June 30, 2014

Review: A Heartbreaking Work of Staggering Genius


A Heartbreaking Work of Staggering Genius
A Heartbreaking Work of Staggering Genius by Dave Eggers

My rating: 2 of 5 stars



Well, whatever literary virtue there was to this book was severely undermined by the pretentiousness and self-centeredness of the author. I can understand that this was sort of a stream of consciousness narration of how the author dealt with the deaths of his parents (which occurred at a close proximity in time). I just don't like that it seemed like the book took up years of my life. It is vastly longer than it needs to be. Also, stream of consciousness doesn't work well unless the writer really knows what they're doing, and it's fairly evident Eggers didn't know how to handle it that well.
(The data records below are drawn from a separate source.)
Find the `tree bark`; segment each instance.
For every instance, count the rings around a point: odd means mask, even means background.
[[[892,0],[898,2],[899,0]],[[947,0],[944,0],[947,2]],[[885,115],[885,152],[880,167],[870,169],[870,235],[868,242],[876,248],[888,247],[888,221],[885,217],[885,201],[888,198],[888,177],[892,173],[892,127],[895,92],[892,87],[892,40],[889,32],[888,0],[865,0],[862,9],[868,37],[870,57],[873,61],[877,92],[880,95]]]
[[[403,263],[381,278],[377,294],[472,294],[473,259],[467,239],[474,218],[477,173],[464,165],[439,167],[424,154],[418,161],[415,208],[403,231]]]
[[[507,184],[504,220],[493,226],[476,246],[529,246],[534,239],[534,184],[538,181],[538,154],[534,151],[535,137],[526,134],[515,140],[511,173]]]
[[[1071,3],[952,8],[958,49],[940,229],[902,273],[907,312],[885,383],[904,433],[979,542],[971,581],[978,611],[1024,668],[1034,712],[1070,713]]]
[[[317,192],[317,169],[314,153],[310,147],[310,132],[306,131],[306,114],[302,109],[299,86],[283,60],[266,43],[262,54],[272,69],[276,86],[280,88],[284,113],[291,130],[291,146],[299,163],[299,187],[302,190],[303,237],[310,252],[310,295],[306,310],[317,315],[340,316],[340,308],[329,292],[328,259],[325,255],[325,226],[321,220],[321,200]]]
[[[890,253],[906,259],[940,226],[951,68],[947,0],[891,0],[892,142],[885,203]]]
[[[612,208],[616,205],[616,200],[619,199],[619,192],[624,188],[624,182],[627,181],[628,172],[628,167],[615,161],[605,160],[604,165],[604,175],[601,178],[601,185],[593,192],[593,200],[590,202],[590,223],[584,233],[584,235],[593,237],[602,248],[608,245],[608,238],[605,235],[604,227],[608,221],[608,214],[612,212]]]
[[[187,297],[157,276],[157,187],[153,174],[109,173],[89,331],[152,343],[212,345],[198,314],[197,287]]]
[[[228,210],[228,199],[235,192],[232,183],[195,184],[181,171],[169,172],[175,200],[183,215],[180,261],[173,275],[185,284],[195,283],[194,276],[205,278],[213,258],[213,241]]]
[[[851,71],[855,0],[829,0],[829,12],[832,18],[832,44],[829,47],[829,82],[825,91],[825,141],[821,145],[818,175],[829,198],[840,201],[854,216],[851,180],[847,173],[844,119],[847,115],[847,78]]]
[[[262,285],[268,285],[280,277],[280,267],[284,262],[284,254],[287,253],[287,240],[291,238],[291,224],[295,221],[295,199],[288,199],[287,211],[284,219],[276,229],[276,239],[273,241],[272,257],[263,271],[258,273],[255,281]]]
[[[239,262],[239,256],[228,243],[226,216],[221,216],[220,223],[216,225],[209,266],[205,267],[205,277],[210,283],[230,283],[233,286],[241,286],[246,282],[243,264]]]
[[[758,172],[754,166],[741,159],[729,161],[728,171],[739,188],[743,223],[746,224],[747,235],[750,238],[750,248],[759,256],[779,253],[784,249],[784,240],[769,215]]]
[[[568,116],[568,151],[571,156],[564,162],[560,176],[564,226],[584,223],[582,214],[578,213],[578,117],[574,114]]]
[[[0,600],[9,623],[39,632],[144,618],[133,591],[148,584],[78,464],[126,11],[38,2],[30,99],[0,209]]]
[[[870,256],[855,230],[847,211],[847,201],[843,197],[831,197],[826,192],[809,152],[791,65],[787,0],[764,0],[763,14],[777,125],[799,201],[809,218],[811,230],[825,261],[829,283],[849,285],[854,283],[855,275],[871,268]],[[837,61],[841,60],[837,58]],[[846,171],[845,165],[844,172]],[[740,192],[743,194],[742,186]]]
I can sometimes enjoy books written in first person by someone who is altogether unlikable, but the worst sin is being shallow and pretentious at the same time. If I wanted to read an autobiography, I'd rather read one by someone who either knows how to make the mundane entertaining or who has lived a life that's entertaining to read about. That's not this book.

The prose was fine. In most places it was serviceable and in others there were flashes of brilliance, but those were far too few. The length of time he spends on such vignettes as his interview with MTV or his time at Might Magazine was simply agonizing in how pathetic his pandering plea for attention was, and even though his smarmy self-awareness means he knows he's pandering, he does it anyway, all the while thinking he's being cute. It's not. It's just plain awful.

I can't say the book was bad because it really wasn't terribly written. But I couldn't honestly recommend this to anyone either.